FluidityProject / fluidity

Fluidity
http://fluidity-project.org
Other
365 stars 115 forks source link

MPI problem #331

Closed 100souci closed 3 years ago

100souci commented 3 years ago

Hello, One of our users is trying to run a test using one of your test models on our HPC cluster. Running this command: fluidity Stokes-Poiseuille.flml gives this output: An error occurred in MPI_Init on a NULL communicator MPI_ERRORS_ARE_FATAL (processes in this communicator will now abort, and potentially your MPI job) [compute02:108476] Local abort before MPI_INIT completed completed successfully, but am not able to aggregate error messages, and not able to guarantee that all other processes were killed!

I tried this command: mpiexec fluidity /home/user1/tests/Stokes_Poiseuille/Stokes-Poiseuille.flml in a Slurm batch with various values as the number of tasks but I get this error: ERROR Error message: Unable to open mesh/Rectangular_Pipe_7.msh (I get this message x times with x cores)

MPI_ABORT was invoked on rank 11 in communicator MPI_COMM_WORLD with errorcode 16.

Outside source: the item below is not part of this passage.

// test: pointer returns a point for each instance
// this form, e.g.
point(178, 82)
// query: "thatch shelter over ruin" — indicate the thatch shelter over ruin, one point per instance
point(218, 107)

NOTE: invoking MPI_ABORT causes Open MPI to kill all MPI processes. You may or may not see output from other processes, depending on exactly when Open MPI kills them.

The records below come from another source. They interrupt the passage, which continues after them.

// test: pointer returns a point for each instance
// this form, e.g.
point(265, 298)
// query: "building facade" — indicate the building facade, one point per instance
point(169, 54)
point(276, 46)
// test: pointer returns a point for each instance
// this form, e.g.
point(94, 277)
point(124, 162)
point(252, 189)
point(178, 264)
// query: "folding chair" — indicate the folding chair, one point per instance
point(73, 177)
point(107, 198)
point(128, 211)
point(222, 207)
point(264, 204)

[compute12:183890] 15 more processes have sent help message help-mpi-api.txt / mpi-abort [compute12:183890] Set MCA parameter "orte_base_help_aggregate" to 0 to see all help / error messages

We use OpenMPI 4.0.4 from HPC-X https://developer.nvidia.com/networking/hpc-x

Do you think this is due to our MPI or we don't launch the command correctly?

Many thanks in advance for your help.

jhill1 commented 3 years ago

Hi there,

The error message is not MPI related. Fluidity couldn't find the mesh specified in the FLML.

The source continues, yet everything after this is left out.